Protocole - Results - Discussion

SECTION ONE : PROTOCOL

Why not use a varied "reference" food on top of your controls, as did Monsanto?

In science we study one variable at a time. We can thus only seriously compare to a genetically similar control shown to be substantially equivalent to precisely study the GMO effect.

You are being criticized for not having mentioned the composition of the feed, how do you explain this?

We have scrupulously followed GPL (Good Laboratory Practice) standards which impose a balanced diet, as well as reinforced controls (with the analysis of mycotoxins, pesticide residues in the feed, as well the detection of pathogens in food, air and water). All feed formulations were made following a standard recipe that ensures a balanced nutrition for laboratory animals.

What do you respond to the criticisms regarding your choice of rat breed?

We used the very rat breed Monsanto use (Sprague-Dawley) in their own toxicological studies on GMOs. This particular rat strain is mostly used in toxicology. The National Toxicology Program in the USA has even recently decided that this particular rat strain was the best model for toxicological studies and it would therefore be their top choice for any future study. What would be the interest of selecting a strain that doesn’t develop tumors to look for carcinogenic effects? Females in this strain develop mammary tumors (whereas males tend to develop kidney pathologies) towards the end of their lives, but what is really important is the difference between the treatments and the controls in terms of tumor occurrence and incidence. We noticed how early and often mammary tumors occurred in the treated females in comparison to the controls. Our study is not about carcinogenesis. We could never have expected such a strong incidence of hormone-dependent tumors, since Monsanto never measured hormone levels. What we have done is to conduct a toxicological life-long experiment, that studies all pathologies. This decision follows more than ever a logical scientific method. We have tested the repeatability of the measured effects in the Monsanto experiment, following OECD guidelines, with exactly the same parameters, and we even went further to try and find out whether the first signs of toxicity confirmed pathologic profiles in the long term. 

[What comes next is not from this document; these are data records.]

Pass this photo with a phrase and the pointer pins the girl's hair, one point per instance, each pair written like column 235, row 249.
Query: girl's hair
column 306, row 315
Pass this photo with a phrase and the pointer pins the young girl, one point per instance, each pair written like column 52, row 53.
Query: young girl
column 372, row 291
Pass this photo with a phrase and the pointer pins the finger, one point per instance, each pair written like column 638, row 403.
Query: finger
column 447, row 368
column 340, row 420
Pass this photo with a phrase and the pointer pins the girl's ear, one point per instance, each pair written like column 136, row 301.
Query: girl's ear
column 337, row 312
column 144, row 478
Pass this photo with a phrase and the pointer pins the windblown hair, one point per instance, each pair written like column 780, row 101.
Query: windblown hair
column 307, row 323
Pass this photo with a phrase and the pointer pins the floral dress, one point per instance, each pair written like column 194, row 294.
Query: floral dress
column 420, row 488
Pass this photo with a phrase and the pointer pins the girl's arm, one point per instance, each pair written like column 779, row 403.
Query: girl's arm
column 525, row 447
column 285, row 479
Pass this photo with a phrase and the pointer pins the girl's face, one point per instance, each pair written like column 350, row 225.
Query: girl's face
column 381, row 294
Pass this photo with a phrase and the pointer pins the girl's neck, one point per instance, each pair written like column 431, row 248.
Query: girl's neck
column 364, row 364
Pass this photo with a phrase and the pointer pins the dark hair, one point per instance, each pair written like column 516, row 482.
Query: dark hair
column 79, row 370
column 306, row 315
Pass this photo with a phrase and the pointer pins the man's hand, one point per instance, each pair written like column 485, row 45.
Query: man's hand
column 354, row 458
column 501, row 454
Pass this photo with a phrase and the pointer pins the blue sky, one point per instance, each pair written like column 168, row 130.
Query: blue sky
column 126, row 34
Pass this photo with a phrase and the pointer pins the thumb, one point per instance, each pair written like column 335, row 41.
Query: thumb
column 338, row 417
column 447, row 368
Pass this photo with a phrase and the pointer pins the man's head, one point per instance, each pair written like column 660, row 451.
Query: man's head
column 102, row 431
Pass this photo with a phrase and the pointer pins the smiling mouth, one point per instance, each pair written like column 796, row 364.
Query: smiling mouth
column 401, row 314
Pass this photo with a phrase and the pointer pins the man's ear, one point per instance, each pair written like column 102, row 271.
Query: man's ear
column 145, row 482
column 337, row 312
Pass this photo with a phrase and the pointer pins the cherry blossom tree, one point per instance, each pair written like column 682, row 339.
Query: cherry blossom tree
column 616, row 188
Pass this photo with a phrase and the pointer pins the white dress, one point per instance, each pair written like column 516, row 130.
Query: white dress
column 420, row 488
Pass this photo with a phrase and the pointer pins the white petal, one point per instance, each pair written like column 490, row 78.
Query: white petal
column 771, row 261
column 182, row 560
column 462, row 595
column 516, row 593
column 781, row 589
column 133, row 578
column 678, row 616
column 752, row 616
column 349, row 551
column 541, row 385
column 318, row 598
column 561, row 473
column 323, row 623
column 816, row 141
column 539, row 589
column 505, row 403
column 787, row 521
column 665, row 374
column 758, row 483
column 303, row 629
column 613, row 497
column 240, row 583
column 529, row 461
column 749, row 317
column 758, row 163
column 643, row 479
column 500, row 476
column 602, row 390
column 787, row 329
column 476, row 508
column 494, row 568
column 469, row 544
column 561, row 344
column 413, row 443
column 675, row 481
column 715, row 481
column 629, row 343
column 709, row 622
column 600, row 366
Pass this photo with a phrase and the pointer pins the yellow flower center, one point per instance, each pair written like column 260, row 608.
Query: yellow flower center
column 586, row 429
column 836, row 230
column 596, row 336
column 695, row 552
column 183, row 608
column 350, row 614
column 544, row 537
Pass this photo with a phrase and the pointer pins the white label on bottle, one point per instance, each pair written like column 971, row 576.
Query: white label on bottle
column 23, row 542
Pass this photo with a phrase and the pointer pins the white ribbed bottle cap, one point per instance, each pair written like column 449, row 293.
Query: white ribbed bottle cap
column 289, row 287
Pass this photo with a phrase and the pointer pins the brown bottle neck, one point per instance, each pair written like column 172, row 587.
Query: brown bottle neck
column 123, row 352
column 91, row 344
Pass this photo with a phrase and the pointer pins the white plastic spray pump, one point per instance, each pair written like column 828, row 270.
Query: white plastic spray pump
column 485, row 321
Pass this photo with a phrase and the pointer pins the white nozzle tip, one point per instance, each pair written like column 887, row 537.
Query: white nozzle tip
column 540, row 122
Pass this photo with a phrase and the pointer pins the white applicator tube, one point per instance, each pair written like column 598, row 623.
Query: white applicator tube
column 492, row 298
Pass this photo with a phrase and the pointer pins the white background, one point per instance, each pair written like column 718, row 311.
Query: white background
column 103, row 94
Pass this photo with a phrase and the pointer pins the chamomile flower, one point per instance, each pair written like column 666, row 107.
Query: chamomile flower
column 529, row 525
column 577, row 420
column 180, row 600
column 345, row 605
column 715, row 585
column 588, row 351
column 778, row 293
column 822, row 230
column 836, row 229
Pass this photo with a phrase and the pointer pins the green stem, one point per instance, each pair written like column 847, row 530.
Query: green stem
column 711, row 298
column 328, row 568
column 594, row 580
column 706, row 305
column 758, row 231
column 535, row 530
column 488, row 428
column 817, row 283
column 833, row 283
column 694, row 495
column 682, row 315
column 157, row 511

What about the number of rats per group?

10 rats per group: it is what was accepted by Monsanto and up to now, it is as well the maximum number of rats per group in GMO assessment and more generally for chemical products toxicology following OECD guidelines. To be perfectly clear, we always compared 10 treated rats to 10 controls.

It is quite true that it results in a quite a low statistical power, that prevents from finding significant statistical effects, and we actually pointed this out in an earlier study (de Vendômois, IJBS 2009). We have therefore decided to be factual and to deliver raw data on the mortality and number of tumors. However we have conducted the highest performance statistics for biochemical data analyses of blood and urine. The method is called OPLS-DA (Orthogonal Partial Least Squares Discriminant Analysis), it is adapted to the analysis of a very large number of variables, as in the case of genomics and proteomics. Such statistics make it possible to determine discriminant variables between each treated group and the control group, and they corroborate what we have clinically observed, in anatomopathology, and optical and electronic microscopy.

Why not have used a standard statistical method?

These methods have not been judged satisfactory by expert agencies to demonstrate toxicity for groups of 10 rats. However, the maximum differences for deaths or tumors with controls (600 days, 2-5 times more) speak for themselves.
In addition, there is an underestimation of the tumorigenic effects at the end of two years compared to controls according to these curves data. This underestimation is due to the fact that the controls are living longer and developing pathologies, including tumors, towards the end of life.


What degree of confidence is there in the significant differences found by the statistical method OPLS-DA, there is no p-values?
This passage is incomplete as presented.